Deputy Roya Torres (PLRA-Alto Paraná), presented a bill “That promotes Nutritional Food Education (EAN)”, with the intention of introducing this subject into the national educational system and, in this way, achieve a healthy school environment. .
In essence, it proposes to incorporate food and nutritional education content into the school curriculum, starting from initial and basic education and continuing in secondary education or its equivalent.
“School canteens must take care of the nutritional aspects of the child population served, placing special emphasis on correcting micronutrient deficiencies or excess energy and attending to the particularities of the regional food culture,” says part of the explanatory statement.
Deputy Torres bases her project on a 2019 study by the National Institute of Food and Nutrition (INAN), which detected 1.6% malnutrition in the school population aged 5 to 19, both in public and private schools.
However, what is most worrying is the detection of excess weight in the aforementioned population, detecting 34.6% of overweight and obesity, in the same age group mentioned.

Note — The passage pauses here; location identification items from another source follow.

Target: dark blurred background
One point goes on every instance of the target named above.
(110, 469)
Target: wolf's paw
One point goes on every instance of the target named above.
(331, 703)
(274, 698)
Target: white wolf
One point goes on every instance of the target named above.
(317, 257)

“School canteens must offer products of high nutritional value such as: fruits, yogurts, cereals or others recommended by nutrition professionals. They must be properly displayed, providing the opportunity to choose and apply the knowledge acquired by the school population”, states one of the articles.

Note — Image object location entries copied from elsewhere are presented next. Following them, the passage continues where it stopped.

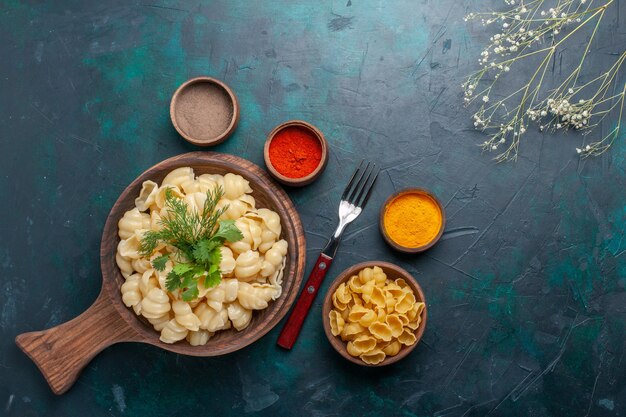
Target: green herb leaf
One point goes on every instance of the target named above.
(159, 263)
(215, 257)
(182, 268)
(213, 277)
(190, 293)
(172, 282)
(228, 231)
(198, 237)
(202, 250)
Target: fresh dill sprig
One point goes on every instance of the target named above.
(198, 236)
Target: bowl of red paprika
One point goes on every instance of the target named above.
(296, 153)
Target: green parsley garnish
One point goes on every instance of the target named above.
(198, 237)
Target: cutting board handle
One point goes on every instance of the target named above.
(63, 351)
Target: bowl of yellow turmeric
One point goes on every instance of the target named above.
(412, 220)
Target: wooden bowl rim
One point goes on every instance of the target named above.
(292, 230)
(339, 345)
(308, 179)
(233, 122)
(383, 229)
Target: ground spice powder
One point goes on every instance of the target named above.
(295, 152)
(412, 220)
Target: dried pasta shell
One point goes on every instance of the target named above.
(403, 318)
(405, 303)
(363, 343)
(416, 311)
(355, 284)
(395, 324)
(401, 283)
(368, 318)
(366, 275)
(377, 297)
(336, 322)
(393, 348)
(379, 276)
(338, 304)
(380, 331)
(357, 312)
(407, 337)
(351, 331)
(373, 357)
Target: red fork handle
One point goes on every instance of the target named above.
(291, 330)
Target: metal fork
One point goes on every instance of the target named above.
(353, 201)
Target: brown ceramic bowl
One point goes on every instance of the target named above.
(61, 352)
(392, 271)
(204, 111)
(408, 249)
(296, 182)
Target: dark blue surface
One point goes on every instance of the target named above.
(526, 292)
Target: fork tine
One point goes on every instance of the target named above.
(344, 196)
(363, 187)
(359, 184)
(370, 187)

He adds that in schools that have orchards and/or farms, a comprehensive approach will be promoted with topics developed in the EAN, such as the production, selection, handling and biological use of food.
The explanatory statement explains that in Paraguay, currently, school nutritional status represents a public health problem.

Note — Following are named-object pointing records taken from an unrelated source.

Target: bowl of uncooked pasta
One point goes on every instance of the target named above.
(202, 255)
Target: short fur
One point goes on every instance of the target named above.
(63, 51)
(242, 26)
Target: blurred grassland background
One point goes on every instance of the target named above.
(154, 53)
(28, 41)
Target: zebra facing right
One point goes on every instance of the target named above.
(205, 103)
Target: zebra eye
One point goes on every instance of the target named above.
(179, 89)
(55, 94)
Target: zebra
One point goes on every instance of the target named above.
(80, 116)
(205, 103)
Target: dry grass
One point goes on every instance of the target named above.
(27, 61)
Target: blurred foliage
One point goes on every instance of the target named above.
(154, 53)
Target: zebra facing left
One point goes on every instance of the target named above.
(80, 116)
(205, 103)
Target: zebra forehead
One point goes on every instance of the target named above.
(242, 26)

“It is important to establish the implementation of educational-nutritional interventions, focused on improving the quality of eating habits, as a possible strategy for disease prevention.”
The project also aims to promote regional economies, taking into account that it guides healthy actions and choices, promoting diversity in regional products (farm, community gardens, national industry), strengthening, in addition to healthy eating habits, departmental economies.
The project had an official entry and was referred, for study, to the Economic and Financial Affairs Commission; Legislation and Codification; Education, Culture and Worship; Industry, Commerce, Tourism and Cooperativism; Public health; Municipal and Departmental Affairs; Budget; Social Equity and Gender; and to Youth and Development.